In a statement released on Saturday, the ERC cut the price of Sh9.21 per litre for super, Sh11.70 for regular and Sh8.08 for Diesel.
This means the fuel for Super will retail at Ksh108.40, Regular Petrol Ksh 105.76, Diesel Ksh97.50 and Kerosene Ksh 74.4 per liter respectively.
The board attributed this to lower crude oil prices. This month the price of Murban crude oil dropped by 12% since January 2011 when a barrel retailed at US$ 95.55 per barrel.
Statistics from the Abu Dhabi National Oil Company show that the Free On Board (FOB) Price of Murban crude oil lifted in June 2012 was posted at USD 97.35 per barrel, down from USD 110.60 per barrel in May 2012.
As per the latest Monetary Policy Committee press release, the average exchange rate fluctuated within a narrow range of between KES 84.79 and KES 86.12 against the US dollar in June 2012 as compared with a range of between KES 83.27 and KES 86.83 in May 2012.
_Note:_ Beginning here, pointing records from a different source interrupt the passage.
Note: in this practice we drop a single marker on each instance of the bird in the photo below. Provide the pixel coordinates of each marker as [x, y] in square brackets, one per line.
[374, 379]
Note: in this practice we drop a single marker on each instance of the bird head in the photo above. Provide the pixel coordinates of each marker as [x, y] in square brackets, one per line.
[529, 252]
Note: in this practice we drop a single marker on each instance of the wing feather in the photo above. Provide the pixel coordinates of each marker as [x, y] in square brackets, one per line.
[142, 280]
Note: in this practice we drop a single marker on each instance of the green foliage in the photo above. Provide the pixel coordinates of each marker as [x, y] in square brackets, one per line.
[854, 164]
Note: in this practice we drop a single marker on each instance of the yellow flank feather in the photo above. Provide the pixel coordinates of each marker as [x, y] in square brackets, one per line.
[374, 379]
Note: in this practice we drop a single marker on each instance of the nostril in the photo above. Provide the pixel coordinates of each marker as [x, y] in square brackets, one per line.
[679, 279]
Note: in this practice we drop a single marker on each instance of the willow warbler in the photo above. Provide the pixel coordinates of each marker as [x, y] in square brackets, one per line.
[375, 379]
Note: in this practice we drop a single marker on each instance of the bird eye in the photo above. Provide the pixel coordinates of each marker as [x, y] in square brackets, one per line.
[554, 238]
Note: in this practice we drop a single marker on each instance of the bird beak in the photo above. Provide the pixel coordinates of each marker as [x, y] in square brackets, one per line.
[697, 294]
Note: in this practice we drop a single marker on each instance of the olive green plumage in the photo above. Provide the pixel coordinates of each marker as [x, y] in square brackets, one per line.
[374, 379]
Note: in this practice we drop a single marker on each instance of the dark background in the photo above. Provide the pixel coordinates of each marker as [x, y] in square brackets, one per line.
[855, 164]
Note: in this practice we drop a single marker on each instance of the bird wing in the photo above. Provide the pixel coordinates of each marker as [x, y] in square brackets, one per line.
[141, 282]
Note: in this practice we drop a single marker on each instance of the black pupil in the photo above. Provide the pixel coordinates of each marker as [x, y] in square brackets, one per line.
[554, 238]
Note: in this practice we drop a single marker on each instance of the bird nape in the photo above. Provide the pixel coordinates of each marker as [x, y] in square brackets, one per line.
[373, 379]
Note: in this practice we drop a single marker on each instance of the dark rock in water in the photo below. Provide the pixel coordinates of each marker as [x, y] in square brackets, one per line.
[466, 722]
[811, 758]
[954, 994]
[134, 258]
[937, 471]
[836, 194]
Last month, the fuel price review saw the price of super petrol decrease by Ksh 3.46, from Ksh 121.13 to Ksh 117.67, diesel decreased by 2.93, from Ksh 108.44 to Ksh 105.51 while that of kerosene decreased by Ksh 3.80, from Ksh 87 to Ksh 83.20.
The new prices come into effect on June 15 and stay in force for a month.
Subsequently, the Monetary Policy meeting on July 5th decided to lower the rate by 150 basis points at which it lends to commercial banks at 16.5 per cent.
This is the first time since December last year the committee has made a change which had been maintained at 18 per cent the Central Bank Rate (CBR) since beginning of this year.
According to the CBK, “Monetary policy guards against inflation and ensures stability of prices, interest rates and exchange rates. This protects the purchasing power of the Kenya shilling and promotes savings, investment and economic growth.’
Though cost of living has been on a decline since January this year, with Junes’ inflation rate coming down to 10.05 per cent from 12.22 the month of May, the committee said, “measures of inflation declined in June 2012 indicating easing inflationary pressure and a return to price stability. The overall month-on-month inflation declined from 12.22 percent in May 2012 to 10.05 percent in June 2012 mainly arising from a reduction in food and fuel prices.”